В один из дней я предложила встретиться своим школьным подругам, Таньке и Кире. В последнее время мы стали видеться реже – у каждой уже была своя жизнь, и дороги наши теперь редко пересекались. Кира, работавшая в модельном агентстве, стала еще красивее, резче и циничнее. Ее поразительная, инопланетная красота как будто оформилась, расцвела ярче, чем прежде. И, разумеется, получила достойную оправу в виде дорогих туалетов, на которые мы с Танькой в те голодные девяностые могли только облизываться.

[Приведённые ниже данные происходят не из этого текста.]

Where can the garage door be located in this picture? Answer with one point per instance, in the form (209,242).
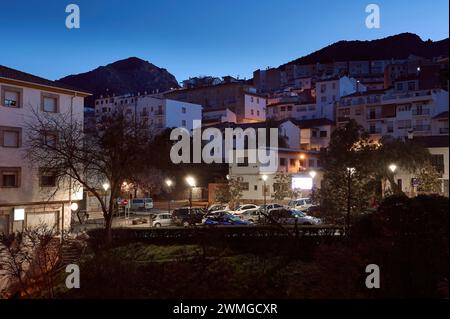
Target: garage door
(37,219)
(4,223)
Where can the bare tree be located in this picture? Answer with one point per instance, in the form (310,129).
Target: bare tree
(112,154)
(29,260)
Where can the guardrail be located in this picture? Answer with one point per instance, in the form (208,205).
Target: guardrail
(197,234)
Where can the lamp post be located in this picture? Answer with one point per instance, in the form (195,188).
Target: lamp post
(169,184)
(191,182)
(350,172)
(264,178)
(393,168)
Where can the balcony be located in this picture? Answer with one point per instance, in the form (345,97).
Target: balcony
(419,112)
(374,116)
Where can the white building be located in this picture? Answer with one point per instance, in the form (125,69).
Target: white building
(438,148)
(397,113)
(158,112)
(330,91)
(299,164)
(214,116)
(254,107)
(27,197)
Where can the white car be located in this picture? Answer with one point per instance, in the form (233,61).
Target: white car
(163,219)
(242,208)
(300,204)
(253,215)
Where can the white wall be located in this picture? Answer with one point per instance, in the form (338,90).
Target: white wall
(175,116)
(255,108)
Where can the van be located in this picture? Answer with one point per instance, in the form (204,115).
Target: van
(300,204)
(141,204)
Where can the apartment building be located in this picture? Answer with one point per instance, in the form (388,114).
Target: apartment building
(236,95)
(29,198)
(439,150)
(330,91)
(396,112)
(158,113)
(303,166)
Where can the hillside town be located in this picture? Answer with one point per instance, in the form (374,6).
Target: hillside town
(311,106)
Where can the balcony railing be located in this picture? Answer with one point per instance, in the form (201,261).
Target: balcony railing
(422,128)
(418,112)
(375,116)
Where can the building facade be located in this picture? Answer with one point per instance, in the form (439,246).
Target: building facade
(29,198)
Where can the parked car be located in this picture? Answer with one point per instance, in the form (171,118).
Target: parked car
(186,216)
(141,204)
(216,207)
(226,220)
(253,215)
(163,219)
(270,207)
(300,204)
(242,208)
(290,216)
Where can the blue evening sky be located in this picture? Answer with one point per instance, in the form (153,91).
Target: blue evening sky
(197,37)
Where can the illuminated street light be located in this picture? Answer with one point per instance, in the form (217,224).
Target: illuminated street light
(191,181)
(393,168)
(74,207)
(169,184)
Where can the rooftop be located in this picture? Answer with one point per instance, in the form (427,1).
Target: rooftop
(13,74)
(432,141)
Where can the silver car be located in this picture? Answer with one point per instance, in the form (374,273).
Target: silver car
(161,220)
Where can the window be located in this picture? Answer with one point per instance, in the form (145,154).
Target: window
(11,97)
(49,103)
(47,178)
(242,162)
(10,177)
(10,136)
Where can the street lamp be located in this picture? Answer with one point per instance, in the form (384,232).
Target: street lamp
(393,168)
(191,182)
(264,178)
(350,172)
(169,184)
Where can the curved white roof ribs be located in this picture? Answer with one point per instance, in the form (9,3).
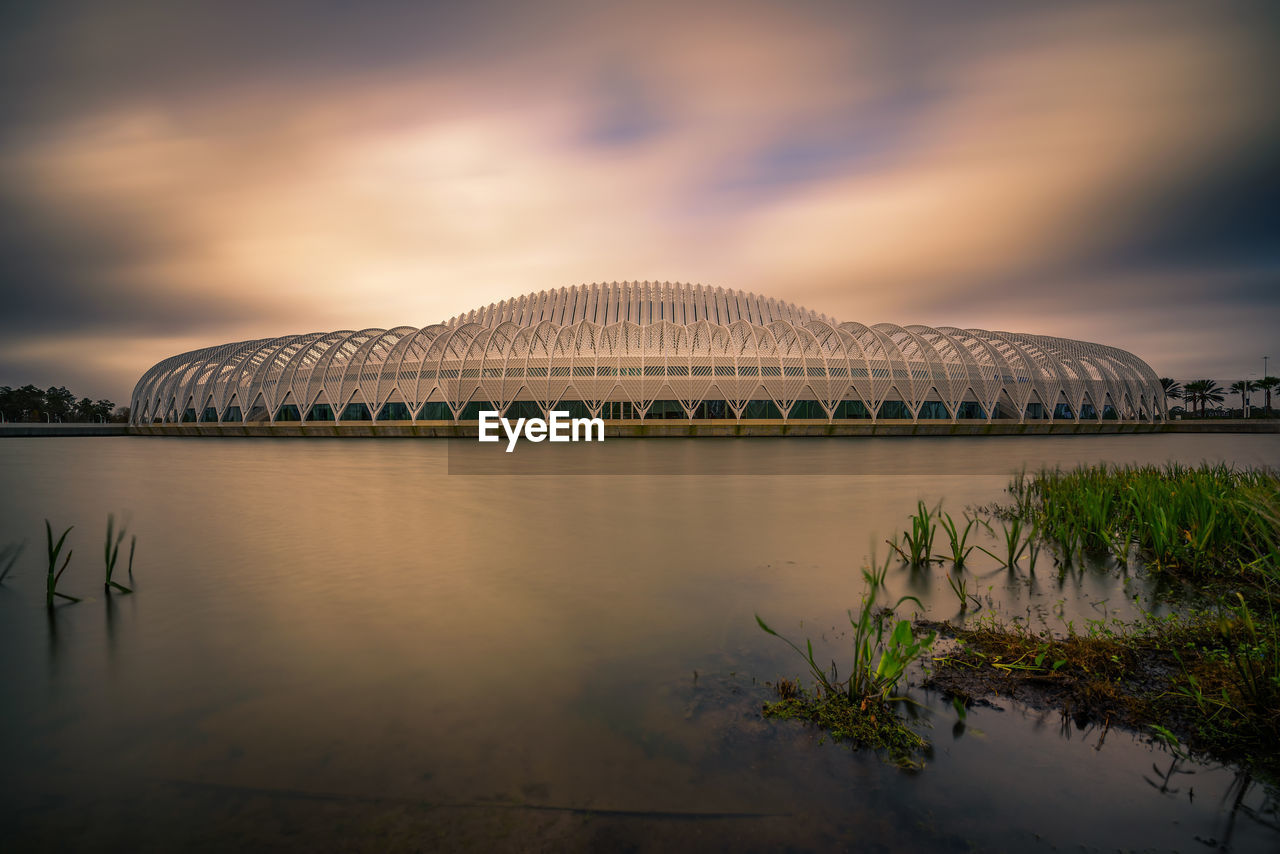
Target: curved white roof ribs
(616,348)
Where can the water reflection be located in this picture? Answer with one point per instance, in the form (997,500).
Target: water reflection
(339,642)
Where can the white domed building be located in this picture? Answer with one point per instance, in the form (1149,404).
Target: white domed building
(650,351)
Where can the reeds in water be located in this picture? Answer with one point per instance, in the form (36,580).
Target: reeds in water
(55,574)
(112,552)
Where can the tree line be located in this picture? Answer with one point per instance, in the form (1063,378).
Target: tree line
(1200,393)
(55,405)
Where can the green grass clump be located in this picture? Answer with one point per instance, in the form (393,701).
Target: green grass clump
(1211,677)
(917,547)
(858,708)
(865,725)
(9,556)
(112,552)
(55,574)
(1194,521)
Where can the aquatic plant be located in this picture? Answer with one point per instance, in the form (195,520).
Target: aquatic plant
(1015,542)
(958,539)
(919,539)
(858,708)
(881,654)
(960,587)
(54,574)
(1198,521)
(112,552)
(8,557)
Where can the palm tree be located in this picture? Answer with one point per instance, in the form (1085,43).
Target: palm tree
(1192,392)
(1266,384)
(1173,388)
(1210,393)
(1242,387)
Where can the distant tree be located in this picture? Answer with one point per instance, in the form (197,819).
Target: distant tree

Танька же, наоборот, окончательно завязав со своим балетным прошлым, как-то оплыла, округлела, стала хмурой и суетливой. Она, как и я, перешла на пятый курс института, но видно было, что вся эта текстильная эпопея ей не по душе. Таньку по-прежнему тянуло к миру искусства, и мои излияния она в тот день, в убогой еще полусоветской кафешке, выслушивала с жадностью. А потом вынесла вердикт в этой своей до нелепости наивно-искренней манере:
– Ты должна с ним порвать. Если любовь ушла, это просто нечестно – тянуть. Он ведь творческий человек, режиссер, педагог. Он все чувствует. Ты только мучаешь вас обоих.
– Эх, узнаю брата Таню, – тут же вклинилась Кира. – Сплошное: «умри, но не давай поцелуя без любви».
– А что, по-твоему, это смешно? – вспыхнула Танька.
– Не смешно, – помотала головой Кира. – Только несовременно немножко. – Она вдруг потянулась к Таньке через стол и поцеловала ее в висок. – Это я просто злюсь и завидую тебе, Танюха. Как это тебя угораздило такой остаться?
– Какой – такой? – буркнула Танька, но все же улыбнулась.
А я по старой школьной привычке слегка дернула Киру за снежно-белую прядь:
– Ну а ты что скажешь, наш прагматичный друг?
– Я скажу, что собачиться с мастером на пятом курсе – это надо быть круглой идиоткой, – отрезала Кира. И тут же, вскинув вверх палец, добавила: – Но! Если тот режиссер, Горчаков, который зовет тебя сниматься, круче твоего Болдина, то, может быть, игра и стоит свеч.
– А если не круче? – взвилась Танька. – Что же, ей год еще притворяться, пока не сыграет свою Катерину?
– Тут надо понять, что даст большие шансы на успех – съемки в кино или театральная постановка. А ради того, чтобы стать знаменитой актрисой, можно и попритворяться. Год – это ерунда, – фыркнула Кира.
– Но это же мерзко, – скривилась Танька.
– Вовсе не мерзко, вопрос приоритетов. Ты же хочешь стать знаменитой, Владка? И самой потом помыкать этими проклятыми дорвавшимися до кормушки старикашками?
Я подняла со стола чашку, покрутила ее в руках. В фаянсовые стенки забилась волнами коричневатая жижа, которую в этой забегаловке выдавали за кофе. Буфетчица за стойкой прибавила громкость радио, и Мадонна зашептала по-испански о прекрасном острове.
– Хочешь или нет? – толкнула меня плечом Кира.
И я дернула плечами. Мне сложно было ответить на этот вопрос. Я не была уже той вчерашней школьницей, которая ко всему относилась как-то отвлеченно-созерцательно и сама не представляла, куда в итоге выплеснет ее бурный поток жизни. Нет, я уже гораздо отчетливее понимала, что мне нравится, а что нет. Знала, что я могу, умею, люблю примерять на себя чужую личину, становиться одной из героинь и делать плоский, начертанный на бумаге образ живым, полным энергии, сложным и объемным. Знала, что мне нравится выходить на сцену или слышать рядом стрекот камеры. Но стать знаменитой актрисой… Мне хотелось быть просто актрисой, человеком, имеющим желание и возможность заниматься своим ремеслом, отдаваться ему полностью, творить. А будет ли при этом мое лицо глядеть с обложек журналов, мне было не важно. К тому же я подозревала, что известность дарует не только свободу от мнения «старикашек», как выразилась Кира, а возможно, наоборот, только сильнее меня поработит.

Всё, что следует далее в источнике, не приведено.